ISDS/EU trade policy
Commission continues to wriggle around controversial investor dispute mechanism debate
EU trade commissioner Cecilia Malmström will attend the European Parliament's trade committee today and present preliminary proposals for reforming the controversial investor-state dispute settlement mechanism (ISDS) in the context of trade agreements. Commenting on the meeting and leaked drafts of the proposal, Greens/EFA vice-president and international investment spokesperson Ska Keller said:
"The proposal presented today brings nothing new to the debate on if, how and why investors should be protected as part of agreements with third countries. It is disappointing that we are jogging on the spot. There is understandable, justifiable and growing opposition to mechanisms that allow corporations to use extra-juridical tribunals to challenge state authorities. Cosmetically changing the mechanism but keeping the same prerogatives for corporations would be little more than a PR stunt, ignoring the core of the problem. The proposal changes nothing about the fact that investors get an extra-judicial system that will only deal with their rights, not their obligations."
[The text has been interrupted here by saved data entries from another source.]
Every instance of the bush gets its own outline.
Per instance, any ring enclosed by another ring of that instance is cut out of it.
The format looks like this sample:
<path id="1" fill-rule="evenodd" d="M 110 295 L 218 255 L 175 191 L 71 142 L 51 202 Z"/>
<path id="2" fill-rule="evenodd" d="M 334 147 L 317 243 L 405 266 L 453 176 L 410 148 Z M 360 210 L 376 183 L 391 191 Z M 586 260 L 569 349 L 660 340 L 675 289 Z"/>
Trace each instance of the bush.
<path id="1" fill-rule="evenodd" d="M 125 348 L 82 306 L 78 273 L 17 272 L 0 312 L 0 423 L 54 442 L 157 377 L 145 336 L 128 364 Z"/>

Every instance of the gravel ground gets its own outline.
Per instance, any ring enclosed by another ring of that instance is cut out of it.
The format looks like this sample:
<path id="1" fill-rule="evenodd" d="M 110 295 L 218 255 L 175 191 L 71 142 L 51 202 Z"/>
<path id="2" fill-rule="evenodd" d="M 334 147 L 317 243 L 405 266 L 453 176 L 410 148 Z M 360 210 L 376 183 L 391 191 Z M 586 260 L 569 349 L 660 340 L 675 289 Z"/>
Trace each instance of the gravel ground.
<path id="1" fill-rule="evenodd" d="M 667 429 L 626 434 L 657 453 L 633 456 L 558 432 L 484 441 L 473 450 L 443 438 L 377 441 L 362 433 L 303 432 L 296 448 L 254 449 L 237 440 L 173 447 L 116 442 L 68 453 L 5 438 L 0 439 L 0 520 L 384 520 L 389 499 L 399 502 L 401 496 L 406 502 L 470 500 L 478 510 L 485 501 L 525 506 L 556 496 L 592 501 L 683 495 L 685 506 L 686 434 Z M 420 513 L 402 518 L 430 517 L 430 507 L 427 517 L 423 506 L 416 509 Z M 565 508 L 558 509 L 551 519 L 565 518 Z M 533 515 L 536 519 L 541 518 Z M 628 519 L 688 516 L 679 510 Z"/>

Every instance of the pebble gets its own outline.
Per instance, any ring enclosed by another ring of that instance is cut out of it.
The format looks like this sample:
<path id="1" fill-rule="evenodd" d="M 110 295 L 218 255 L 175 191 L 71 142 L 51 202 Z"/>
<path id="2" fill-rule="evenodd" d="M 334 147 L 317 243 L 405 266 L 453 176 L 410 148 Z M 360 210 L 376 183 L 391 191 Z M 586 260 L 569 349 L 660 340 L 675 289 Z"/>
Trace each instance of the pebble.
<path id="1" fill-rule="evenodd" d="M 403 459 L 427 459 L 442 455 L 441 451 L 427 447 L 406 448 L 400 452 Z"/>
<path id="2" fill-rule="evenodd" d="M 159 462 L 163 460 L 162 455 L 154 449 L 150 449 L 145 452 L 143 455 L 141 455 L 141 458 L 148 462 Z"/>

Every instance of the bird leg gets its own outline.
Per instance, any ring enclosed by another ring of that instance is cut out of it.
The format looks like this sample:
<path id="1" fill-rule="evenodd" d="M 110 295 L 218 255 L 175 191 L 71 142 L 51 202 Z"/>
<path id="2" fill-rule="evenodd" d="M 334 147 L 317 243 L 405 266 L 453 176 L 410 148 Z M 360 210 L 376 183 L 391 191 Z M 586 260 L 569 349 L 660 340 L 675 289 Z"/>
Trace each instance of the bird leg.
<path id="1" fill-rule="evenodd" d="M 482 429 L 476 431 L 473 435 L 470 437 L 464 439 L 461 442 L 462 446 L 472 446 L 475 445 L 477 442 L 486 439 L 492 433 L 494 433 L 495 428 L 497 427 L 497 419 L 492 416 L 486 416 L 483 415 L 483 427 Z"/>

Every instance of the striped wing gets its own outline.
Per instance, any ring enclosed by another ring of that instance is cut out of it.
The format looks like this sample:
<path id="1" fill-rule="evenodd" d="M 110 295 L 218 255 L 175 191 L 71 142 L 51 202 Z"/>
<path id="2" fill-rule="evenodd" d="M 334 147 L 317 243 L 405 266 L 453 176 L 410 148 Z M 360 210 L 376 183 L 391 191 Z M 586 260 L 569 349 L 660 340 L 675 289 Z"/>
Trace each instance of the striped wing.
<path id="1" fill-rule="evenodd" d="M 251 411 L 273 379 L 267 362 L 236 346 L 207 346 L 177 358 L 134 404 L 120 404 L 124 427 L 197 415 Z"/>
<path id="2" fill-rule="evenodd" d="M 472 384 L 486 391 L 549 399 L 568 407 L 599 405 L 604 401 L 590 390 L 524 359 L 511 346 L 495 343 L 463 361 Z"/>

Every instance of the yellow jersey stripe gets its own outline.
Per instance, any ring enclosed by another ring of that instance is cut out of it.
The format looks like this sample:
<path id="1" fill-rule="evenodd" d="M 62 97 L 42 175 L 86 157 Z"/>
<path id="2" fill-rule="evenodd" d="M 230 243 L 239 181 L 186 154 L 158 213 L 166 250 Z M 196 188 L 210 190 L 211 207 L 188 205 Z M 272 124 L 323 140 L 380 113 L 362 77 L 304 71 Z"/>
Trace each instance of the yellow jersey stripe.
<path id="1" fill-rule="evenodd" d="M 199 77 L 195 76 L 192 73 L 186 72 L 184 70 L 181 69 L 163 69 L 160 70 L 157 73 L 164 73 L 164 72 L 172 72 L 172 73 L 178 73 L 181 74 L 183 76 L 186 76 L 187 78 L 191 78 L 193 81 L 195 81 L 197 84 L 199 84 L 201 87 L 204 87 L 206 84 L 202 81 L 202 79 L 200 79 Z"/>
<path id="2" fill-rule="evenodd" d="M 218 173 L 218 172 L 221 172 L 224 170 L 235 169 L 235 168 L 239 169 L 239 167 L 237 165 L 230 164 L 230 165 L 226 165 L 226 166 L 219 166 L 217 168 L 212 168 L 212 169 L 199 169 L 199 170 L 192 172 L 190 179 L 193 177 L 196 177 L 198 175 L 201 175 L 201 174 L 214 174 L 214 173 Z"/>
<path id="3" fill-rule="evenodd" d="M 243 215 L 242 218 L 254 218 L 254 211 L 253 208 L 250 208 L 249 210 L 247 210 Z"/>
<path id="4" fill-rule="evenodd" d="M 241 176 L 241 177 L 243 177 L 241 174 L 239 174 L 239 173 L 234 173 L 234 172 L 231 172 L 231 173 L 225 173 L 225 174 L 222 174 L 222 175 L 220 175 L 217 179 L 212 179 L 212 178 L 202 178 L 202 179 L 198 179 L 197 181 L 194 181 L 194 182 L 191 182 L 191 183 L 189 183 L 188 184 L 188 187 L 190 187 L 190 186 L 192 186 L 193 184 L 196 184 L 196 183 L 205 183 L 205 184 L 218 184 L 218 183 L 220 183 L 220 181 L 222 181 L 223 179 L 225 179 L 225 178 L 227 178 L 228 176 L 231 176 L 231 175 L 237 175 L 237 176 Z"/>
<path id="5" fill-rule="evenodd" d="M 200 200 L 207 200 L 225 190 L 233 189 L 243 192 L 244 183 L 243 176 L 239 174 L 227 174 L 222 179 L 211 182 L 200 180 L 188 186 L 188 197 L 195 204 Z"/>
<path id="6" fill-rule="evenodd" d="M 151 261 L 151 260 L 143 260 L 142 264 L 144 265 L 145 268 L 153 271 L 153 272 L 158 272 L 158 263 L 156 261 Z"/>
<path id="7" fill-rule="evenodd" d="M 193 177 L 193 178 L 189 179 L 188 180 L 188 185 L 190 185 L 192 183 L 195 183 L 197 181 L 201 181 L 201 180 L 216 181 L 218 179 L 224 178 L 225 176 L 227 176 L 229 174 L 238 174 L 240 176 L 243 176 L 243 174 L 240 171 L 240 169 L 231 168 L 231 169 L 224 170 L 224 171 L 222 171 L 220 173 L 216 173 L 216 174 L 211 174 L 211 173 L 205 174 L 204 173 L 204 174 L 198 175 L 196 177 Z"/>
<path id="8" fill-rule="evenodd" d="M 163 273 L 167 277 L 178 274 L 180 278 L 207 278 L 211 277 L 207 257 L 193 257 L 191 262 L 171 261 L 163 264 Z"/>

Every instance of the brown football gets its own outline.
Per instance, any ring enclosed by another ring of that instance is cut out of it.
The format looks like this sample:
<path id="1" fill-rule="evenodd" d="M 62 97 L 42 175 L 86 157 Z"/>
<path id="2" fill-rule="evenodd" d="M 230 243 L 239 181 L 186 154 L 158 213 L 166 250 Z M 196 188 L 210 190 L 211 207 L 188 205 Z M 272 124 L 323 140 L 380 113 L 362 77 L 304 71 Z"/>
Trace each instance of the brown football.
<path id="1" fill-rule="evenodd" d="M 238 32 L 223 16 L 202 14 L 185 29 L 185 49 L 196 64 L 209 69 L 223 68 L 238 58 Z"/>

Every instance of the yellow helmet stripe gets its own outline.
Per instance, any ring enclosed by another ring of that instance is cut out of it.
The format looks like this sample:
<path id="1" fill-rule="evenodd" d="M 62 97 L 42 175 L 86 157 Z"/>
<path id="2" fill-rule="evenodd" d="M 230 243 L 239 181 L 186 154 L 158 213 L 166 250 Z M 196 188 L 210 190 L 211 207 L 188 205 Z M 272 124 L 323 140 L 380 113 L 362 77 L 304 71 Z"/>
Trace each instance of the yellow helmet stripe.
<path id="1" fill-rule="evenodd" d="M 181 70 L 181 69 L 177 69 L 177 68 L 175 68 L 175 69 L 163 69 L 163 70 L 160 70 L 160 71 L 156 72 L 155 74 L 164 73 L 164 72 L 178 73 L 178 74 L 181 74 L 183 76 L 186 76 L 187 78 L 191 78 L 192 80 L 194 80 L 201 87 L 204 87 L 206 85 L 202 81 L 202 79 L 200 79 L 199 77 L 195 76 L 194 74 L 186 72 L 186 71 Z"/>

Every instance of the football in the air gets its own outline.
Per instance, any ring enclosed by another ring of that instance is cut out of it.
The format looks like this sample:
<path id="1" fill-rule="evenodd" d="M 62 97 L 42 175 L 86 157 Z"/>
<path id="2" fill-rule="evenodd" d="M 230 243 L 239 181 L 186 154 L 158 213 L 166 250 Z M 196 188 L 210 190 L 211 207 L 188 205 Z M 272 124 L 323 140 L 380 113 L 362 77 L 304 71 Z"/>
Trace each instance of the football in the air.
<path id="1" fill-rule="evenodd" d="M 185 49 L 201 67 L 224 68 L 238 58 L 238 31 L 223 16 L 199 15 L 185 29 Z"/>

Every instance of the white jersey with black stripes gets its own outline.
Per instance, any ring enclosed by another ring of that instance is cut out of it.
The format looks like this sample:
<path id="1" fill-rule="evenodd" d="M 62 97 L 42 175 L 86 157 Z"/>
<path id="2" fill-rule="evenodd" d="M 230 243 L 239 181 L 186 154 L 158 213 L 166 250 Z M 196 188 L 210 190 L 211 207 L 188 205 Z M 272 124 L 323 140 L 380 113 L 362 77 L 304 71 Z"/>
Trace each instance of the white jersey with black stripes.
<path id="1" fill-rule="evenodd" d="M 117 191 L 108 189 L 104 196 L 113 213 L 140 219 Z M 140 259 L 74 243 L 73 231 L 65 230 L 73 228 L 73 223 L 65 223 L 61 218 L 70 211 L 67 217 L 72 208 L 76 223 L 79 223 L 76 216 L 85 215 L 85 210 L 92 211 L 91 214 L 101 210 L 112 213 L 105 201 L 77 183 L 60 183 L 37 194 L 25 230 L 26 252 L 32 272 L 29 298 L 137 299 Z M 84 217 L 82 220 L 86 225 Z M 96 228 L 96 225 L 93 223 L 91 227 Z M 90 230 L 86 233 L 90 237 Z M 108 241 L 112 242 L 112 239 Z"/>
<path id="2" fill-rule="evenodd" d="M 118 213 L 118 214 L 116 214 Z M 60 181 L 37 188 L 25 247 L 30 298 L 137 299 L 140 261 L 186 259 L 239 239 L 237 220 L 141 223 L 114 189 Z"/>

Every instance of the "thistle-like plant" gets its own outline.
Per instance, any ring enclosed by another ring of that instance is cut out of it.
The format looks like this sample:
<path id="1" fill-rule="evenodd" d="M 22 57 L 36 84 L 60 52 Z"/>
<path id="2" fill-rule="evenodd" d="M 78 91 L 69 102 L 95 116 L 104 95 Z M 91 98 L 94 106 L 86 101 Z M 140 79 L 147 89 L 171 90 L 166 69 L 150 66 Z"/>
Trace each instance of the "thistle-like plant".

Greens/EFA trade spokesperson Yannick Jadot added:
"The Commission is continuing to wriggle around the ISDS issue in the TTIP-negotiations. The proposal to be presented by trade commissioner Malmström today shows the Commission is trying to test the water of what form of ISDS might be acceptable to Socialist MEPs in a similar vein to the proposals by German deputy chancellor Gabriel at the weekend. Instead of heeding the clear and consistent opposition to enabling multinational corporations to take democratic laws and governments to court, the Commission is trying to put lipstick on the ISDS pig. In short, the Commission needs to consign ISDS and any derivatives of this approach to the history of EU trade policy and start by excluding it from the EU-US TTIP negotiations."